Dec. 18, 2024: Kassel, Germany, Press conference announcing appointment of Naomi Beckwith as artistic director of Document 16 in 2027. | Video by documenta und Museum Fridericianum gGmbH
In 2021, Beckwith was a member of the curatorial team that stepped up to work on “Grief and Grievance: Art and Mourning in America” after the death of Okwui Enwezor (1963-2019), the former director of Haus der Kunst in Munich (2011-18). Enwezor had conceived the exhibition as a guest curator at the New Museum in New York.
Nigerian-born Enwezor was one of the few and earliest Black curators to work on a show at the Guggenheim, when he was brought on to co-curate “In/sight: African Photographers, 1940 to the Present” in 1996. Enwezor became the first non-European and first Black artistic director of Documenta when he curated Documenta 11 in 2002. Beckwith will be the second Black person to serve as artistic director.
A six-member finding committee selected Beckwith as artistic director of Documenta 16. The committee included N’Goné Fall, an independent curator and expert on cultural policy based in Paris and Dakar; Yilmaz Dziewior, director of Museum Ludwig in Cologne; Sergio Edelsztein, an independent curator based in Berlin and Tel Aviv; Gridthiya Gaweewong, artistic director of the Jim Thompson Art Center in Bangkok; Mami Kataoka, director of the Mori Art Museum in Tokyo; and Yasmil Raymond, an independent curator in Frankfurt.

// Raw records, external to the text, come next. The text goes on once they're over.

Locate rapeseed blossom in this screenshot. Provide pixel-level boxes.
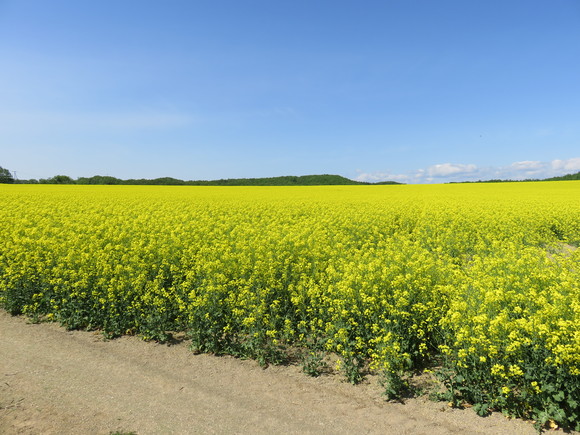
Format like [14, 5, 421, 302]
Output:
[0, 181, 580, 427]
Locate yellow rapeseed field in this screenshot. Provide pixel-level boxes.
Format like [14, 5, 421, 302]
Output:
[0, 181, 580, 430]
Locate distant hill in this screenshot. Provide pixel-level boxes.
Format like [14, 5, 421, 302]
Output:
[19, 174, 401, 186]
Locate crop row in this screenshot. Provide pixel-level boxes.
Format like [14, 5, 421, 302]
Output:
[0, 181, 580, 430]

Beckwith is taking on the role as Documenta is emerging from a challenging period, dealing with controversies related to artistic freedom, antisemitism, and the political climate surrounding the war in Israel and Gaza.
“Over the past few months, we have worked purposefully on reorienting the documenta organization and laid many good foundations. The fact that today we can present Naomi Beckwith as the new Artistic Direction for the forthcoming documenta 16 exhibition in Kassel in 2027 marks the start of a new future for documenta,” said Lord Mayor Sven Schoeller, Chairman of the Supervisory Board of documenta und Museum Fridericianum gGmbH. “I warmly welcome Naomi Beckwith to the documenta city of Kassel and, just like the entire art and cultural sphere, I look forward with excitement and anticipation to her artistic concept. I would like to thank the high-caliber group of candidates and all those involved in the selection process. They have done documenta a great service in a difficult situation.” CT
FIND MORE about the “difficult situation” Documenta has been navigating since Documenta 15 in 2022, from Documenta, The Art Newspaper, and The New York Times. Also from The Art Newspaper, coverage of the “Fourteen-hour film on Documenta 14 foreshadows the bureaucracy and culture wars that followed”
FIND MORE “Melvin Edwards: Some Bright Morning” is currently on view at The Fridericianum in Kassel, through Feb. 9, 2025. The first extensive solo exhibition of Edwards at a European institution, features more than 50 works and will travel to Kunsthalle Bern (June 11, 2025) and at Palais de Tokyo in Paris (October 15, 2025)
BOOKSHELF
Naomi Beckwith has authored and edited many volumes. Key among them, she co-authored the exhibition catalog “Howardena Pindell: What Remains To Be Seen” and co-edited “The Freedom Principle: Experiments in Art and Music, 1965 to Now.” Beckwith also edited the catalog for Duro Olowu’s MCA Chicago exhibition “Seeing Chicago” and co-edited the catalog “Grief and Grievance: Art and Mourning in America (from Civil Rights to Black Lives Matter).”